In the summer of 1901 he had been to the Northfield Student Conference in Massachusetts, founded by the evangelist Dwight L. Moody and now run by John R. Mott, the Assistant General Secretary of the YMCA and perhaps the dominant figure in the student evangelical movement. The visit, Buchman reported, ‘completely changed’ his life.24Never have I had such a splendid week.’25 It seems to have been there that he decided that winning people to Christ must be his main objective in life, and that therefore he ought to win at least one person before he got back to Allentown. A visit to New York diverted him from this resolution, recalled as he was buying his train ticket home. The first person he laid eyes on at this juncture was a black porter. Buchman launched in.
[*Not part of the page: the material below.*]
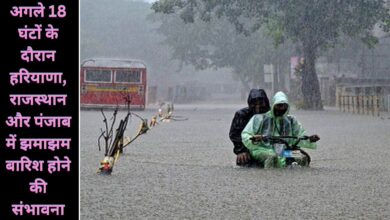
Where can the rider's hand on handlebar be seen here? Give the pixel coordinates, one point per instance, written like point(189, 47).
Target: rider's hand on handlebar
point(257, 138)
point(314, 138)
point(243, 158)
‘George, are you a Christian?’

'No.'

'Then you ought to be.'

The conversation continued in this vein, ending with, ‘Now, George, you've got to be a Christian.’
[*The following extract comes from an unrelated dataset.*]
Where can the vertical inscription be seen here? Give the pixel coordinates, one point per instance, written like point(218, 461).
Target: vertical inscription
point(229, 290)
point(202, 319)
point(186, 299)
‘Thus ended', recalled Buchman, 'my first crude attempt to bring the unsearchable riches of Christ to another man. Whether he became a Christian or not... I can't tell. But that day the ice was broken on a new life-work.'26

Another influence on Buchman at this time was said to have been his Aunt Mary, who had a habit of asking him over Sunday lunch, ‘Well, Frankie, how many people got converted today?’ ‘Meeting Mary is as good as going to church ten times over,’ said Buchman's father.

His letters at this time display a marked increase in piety, frequently ending with a text or motto for his parents' edification. He also developed a deeper interest in his fellow-students. ‘The other week’, Buchman wrote to his parents in 1901, ‘I did a work for one of my fellow-students which has changed his entire life. He was on the verge of leaving the Seminary, feeling that he was not leading the true kind of a life. Today that man is the happiest fellow here. He is such a fine fellow and today he owes all he has in way of position in this institution to me.’27 The tone is self-important, the theology no doubt unsound, but Buchman's desire to help individuals seems to have been starting to bear fruit.